In 2012 Gupta et al. performed the most recent in a series of computational fluid dynamics (CFD) simulations to quantify the rate of influenza transmission in an aircraft cabin.[7] A CFD is a computer algorithm that analyzes fluid flow (in this case, airflow within a simulated aircraft cabin). CFD models are very complex, and the aircraft simulation mentioned above took four weeks of computational time over eight parallel processers to simulate just four minutes of airflow. The authors looked at what would happen if one subject infected with influenza coughed, exhaled, and talked on a plane. Using a code called FLUENT, the authors analyzed the dispersion pattern of exhaled droplets emitted from the infected passenger. By inserting this data into a mathematical equation, they attempted to estimate the relative probability of any given passenger on the aircraft becoming infected, accounting for both temporal and spatial variations in the transmission of particles.

To decipher the results of the simulation, it is helpful to understand some basic characteristics of aircraft ventilation. First, air circulation on airplanes is not random or uniform. On most commercial aircrafts, systems are designed so that air circulates in a side-to-side (laminar) pattern, with very little front-to-back or back-to-front (longitudinal) airflow.[8] This means that two passengers breathe the same air if they sit in the same row or in adjacent rows, but not if they sit several rows apart.

Second, the air on airplanes is actively ventilated and filtered. A typical commercial aircraft recirculates 50% of the air delivered to passengers, and this air passes through a high efficiency particle air filter (HEPA) before reentering the cabin.[6] HEPA filters are 99.97% effective at removing particles greater than 0.3 units of measurement in size from the air.[9] These filters effectively remove dust, vapors, bacteria, fungi, and the droplets via which most viruses are spread. The air on a typical aircraft is recirculated more often and filtered more often than the air in a typical office building.[6]
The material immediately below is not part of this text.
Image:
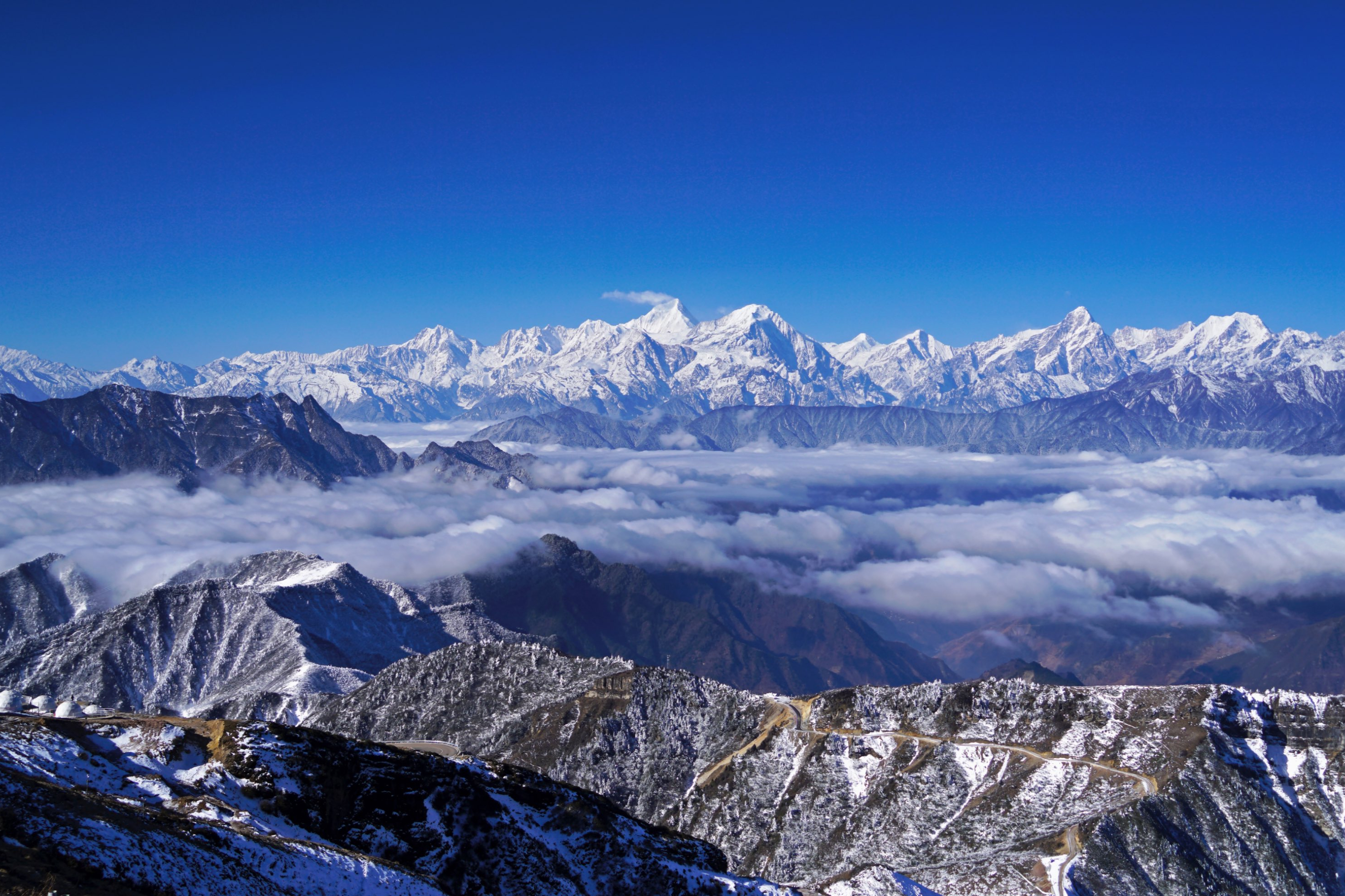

So, what were the results of the CFD simulation? The infected (index) passenger was sitting in seat 4D. When the index passenger coughed, the infected droplets moved backwards to row 5 and then towards the windows. The passengers with the highest risk of exposure were those sitting directly adjacent to the index passenger, and those sitting towards the windows in row 4 (the index row) and row 5. This pattern is consistent with previously described models of airflow in aircraft cabins, in which air is directed from the center towards the sides of the plane.[6]

Respirator masks reduced the probability of a given passenger becoming infected during the simulation. N95 respirators, commonly utilized by health professionals and increasingly worn by the general public, have been shown to be effective barriers to the transmission of airborne and large droplet-borne infections.[10] Gupta et al. calculated the decrease in exposure risk that a respirator would provide by estimating the number of infectious particles in a typical droplet and combining that data with the filtration efficiency of common respirator masks.[1] They estimated that in their simulation, the number of secondary infections would be reduced from three to zero if all of the passengers wore respiratory masks.

Of course, the ubiquity of contemporary air travel poses additional global health challenges. Someone infected with a disease endemic to a particular region, say polio in India, can easily hop on a plane and transmit the disease to a non-endemic region. A well-publicized example of this is alleged to have taken place in the early 1980s, when Gaetan Dugas, a flight attendant and one of the first documented cases of HIV, helped spread the virus throughout North America and Europe.[11] Airplanes can also harbor unwanted, non-human passengers, such as insects and other disease vectors. Cases have been documented of people from Florida and Virginia, without any history of foreign travel, contracting malaria.[12] “Airport malaria,” in which infected mosquitoes hitch a ride on an airplane and infect people in non-endemic countries, usually within the vicinity of an airport, is a real, albeit rare occurrence.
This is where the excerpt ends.